Food is both essential for life and can anchor enjoyable experiences with friends and family. And what we choose to eat can range from super healthy to super not. But there’s another aspect to food that you may not be aware of. The food that we eat can be contaminated by hundreds of toxic chemicals. Figuring out how to avoid them can be overwhelming.
I am currently writing a book about where these toxic chemicals come from and how you can reduce your exposure to them. Join me over the next couple of years as I blog about this subject. While some of these chemicals are unavoidable without changes at the national and international level, you still have quite a bit of control over how much you’re exposed to. Let’s begin our journey!
Where do toxic chemicals in our diet come from?
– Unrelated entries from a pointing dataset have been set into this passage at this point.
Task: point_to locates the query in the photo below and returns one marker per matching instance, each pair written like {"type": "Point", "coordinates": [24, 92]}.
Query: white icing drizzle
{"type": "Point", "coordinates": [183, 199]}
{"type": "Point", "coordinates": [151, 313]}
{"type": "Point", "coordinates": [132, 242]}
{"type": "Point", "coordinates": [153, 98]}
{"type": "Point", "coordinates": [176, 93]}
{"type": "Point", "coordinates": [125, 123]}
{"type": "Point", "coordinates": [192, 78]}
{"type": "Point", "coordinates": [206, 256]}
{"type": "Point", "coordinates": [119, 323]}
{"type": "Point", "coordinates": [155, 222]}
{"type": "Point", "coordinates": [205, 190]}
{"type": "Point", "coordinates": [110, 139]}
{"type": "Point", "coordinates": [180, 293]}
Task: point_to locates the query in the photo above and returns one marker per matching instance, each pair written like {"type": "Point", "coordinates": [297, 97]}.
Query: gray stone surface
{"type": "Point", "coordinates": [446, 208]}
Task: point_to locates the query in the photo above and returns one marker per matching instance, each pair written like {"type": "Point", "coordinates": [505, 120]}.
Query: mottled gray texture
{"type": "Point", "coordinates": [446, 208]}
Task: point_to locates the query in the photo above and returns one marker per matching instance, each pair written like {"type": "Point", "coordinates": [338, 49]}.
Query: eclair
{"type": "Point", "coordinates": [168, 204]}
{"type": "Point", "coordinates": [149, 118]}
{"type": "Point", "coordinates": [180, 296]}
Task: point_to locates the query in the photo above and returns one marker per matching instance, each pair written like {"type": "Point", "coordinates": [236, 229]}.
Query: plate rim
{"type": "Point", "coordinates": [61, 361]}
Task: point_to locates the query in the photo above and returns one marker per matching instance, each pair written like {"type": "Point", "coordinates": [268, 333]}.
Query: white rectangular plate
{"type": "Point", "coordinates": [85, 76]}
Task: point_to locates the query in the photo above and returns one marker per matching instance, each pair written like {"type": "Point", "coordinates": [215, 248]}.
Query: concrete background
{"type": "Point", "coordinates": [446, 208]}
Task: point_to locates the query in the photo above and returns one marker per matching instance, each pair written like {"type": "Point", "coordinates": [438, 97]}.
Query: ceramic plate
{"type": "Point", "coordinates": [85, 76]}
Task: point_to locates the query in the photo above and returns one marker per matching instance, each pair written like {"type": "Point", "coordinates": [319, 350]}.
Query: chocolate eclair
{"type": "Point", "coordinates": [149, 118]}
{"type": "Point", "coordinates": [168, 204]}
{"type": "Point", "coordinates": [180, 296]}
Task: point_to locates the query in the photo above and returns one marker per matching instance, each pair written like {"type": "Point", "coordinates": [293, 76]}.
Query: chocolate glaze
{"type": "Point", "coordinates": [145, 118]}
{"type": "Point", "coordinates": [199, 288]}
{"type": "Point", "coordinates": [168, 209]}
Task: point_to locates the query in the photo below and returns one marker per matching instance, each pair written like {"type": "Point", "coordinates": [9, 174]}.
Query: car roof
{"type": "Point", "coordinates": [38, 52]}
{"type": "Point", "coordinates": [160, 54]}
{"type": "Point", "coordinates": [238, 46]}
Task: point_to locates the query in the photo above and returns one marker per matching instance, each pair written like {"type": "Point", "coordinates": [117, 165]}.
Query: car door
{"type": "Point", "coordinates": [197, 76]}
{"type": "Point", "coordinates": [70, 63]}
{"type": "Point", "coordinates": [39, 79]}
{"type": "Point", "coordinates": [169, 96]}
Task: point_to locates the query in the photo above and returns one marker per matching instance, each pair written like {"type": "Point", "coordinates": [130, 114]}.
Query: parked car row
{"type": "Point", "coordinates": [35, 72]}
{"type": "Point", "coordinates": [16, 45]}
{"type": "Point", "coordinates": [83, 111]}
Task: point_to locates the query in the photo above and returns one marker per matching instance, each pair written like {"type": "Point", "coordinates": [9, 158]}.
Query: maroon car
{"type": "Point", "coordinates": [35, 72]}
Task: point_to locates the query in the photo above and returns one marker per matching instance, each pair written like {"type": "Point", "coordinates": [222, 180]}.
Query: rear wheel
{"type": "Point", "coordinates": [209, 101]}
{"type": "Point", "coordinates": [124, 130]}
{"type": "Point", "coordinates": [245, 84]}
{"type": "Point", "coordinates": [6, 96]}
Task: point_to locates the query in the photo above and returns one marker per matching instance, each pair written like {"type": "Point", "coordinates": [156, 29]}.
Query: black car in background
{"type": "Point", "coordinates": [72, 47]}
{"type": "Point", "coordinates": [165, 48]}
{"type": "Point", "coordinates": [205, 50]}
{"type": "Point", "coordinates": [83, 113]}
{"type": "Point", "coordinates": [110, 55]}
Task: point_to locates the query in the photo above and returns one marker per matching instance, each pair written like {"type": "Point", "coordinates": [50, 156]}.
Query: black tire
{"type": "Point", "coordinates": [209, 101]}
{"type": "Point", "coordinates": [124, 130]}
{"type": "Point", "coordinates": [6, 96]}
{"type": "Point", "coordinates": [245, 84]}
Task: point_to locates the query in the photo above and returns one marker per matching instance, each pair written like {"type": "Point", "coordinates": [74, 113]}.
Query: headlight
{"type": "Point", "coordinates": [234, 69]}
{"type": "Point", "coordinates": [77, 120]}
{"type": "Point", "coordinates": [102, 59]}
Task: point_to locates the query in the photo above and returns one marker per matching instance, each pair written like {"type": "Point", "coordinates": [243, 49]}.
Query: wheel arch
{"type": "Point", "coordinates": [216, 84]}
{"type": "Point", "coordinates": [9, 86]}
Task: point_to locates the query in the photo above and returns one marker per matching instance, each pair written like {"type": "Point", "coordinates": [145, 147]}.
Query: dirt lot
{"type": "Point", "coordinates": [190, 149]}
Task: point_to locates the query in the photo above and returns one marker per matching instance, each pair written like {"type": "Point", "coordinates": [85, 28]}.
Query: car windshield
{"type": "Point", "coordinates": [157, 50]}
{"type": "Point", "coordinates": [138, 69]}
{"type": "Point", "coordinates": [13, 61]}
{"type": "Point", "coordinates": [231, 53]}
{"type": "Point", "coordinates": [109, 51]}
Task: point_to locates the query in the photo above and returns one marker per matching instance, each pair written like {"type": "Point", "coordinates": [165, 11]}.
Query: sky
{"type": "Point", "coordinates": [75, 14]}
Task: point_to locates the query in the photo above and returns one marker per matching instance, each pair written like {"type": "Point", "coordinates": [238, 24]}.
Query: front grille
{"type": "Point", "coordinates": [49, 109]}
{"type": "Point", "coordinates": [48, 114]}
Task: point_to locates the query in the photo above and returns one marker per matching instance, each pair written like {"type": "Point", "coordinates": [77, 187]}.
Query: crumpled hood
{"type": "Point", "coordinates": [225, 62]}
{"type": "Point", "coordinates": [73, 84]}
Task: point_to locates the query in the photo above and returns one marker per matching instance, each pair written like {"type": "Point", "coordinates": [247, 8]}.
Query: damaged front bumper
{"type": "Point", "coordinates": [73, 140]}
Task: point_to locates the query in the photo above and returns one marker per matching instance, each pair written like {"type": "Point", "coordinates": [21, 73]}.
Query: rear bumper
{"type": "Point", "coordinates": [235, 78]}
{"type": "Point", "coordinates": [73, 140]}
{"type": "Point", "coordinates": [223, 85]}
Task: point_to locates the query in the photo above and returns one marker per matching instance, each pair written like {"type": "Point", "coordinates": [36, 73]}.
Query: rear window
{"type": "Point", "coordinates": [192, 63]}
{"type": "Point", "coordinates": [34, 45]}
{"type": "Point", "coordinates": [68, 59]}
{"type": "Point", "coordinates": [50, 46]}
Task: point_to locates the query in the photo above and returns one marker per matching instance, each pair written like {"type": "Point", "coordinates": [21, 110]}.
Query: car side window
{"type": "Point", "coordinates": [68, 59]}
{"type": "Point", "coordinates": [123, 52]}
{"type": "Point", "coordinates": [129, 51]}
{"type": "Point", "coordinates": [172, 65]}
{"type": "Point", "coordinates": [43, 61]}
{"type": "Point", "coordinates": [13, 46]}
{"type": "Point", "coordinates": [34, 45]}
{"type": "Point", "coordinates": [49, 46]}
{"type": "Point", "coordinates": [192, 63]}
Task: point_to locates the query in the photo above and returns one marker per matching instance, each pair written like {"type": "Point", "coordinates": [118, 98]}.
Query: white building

Pretty much everywhere — they begin by contaminating our food at the seedling stage and don’t stop until it arrives on our plates. As shown in the figure to the right, toxic chemicals can be added intentionally, as with the spraying of pesticides, or unintentionally, such as contamination from environmental pollution. The way food is handled can also contribute to contamination. For example, toxic chemicals can be added during processing, packaging, and cooking.
This topic can be a little overwhelming and scary, but I’ll be blogging on what you can do about it to reduce your exposure and why it matters for your health and the environment. I’ll also post links to resources where you can learn more and get helpful tips. And, in addition to the occasional recipe hack, I will offer budget-friendly and easy suggestions for reducing your exposure, since not everyone can afford expensive or time-consuming solutions.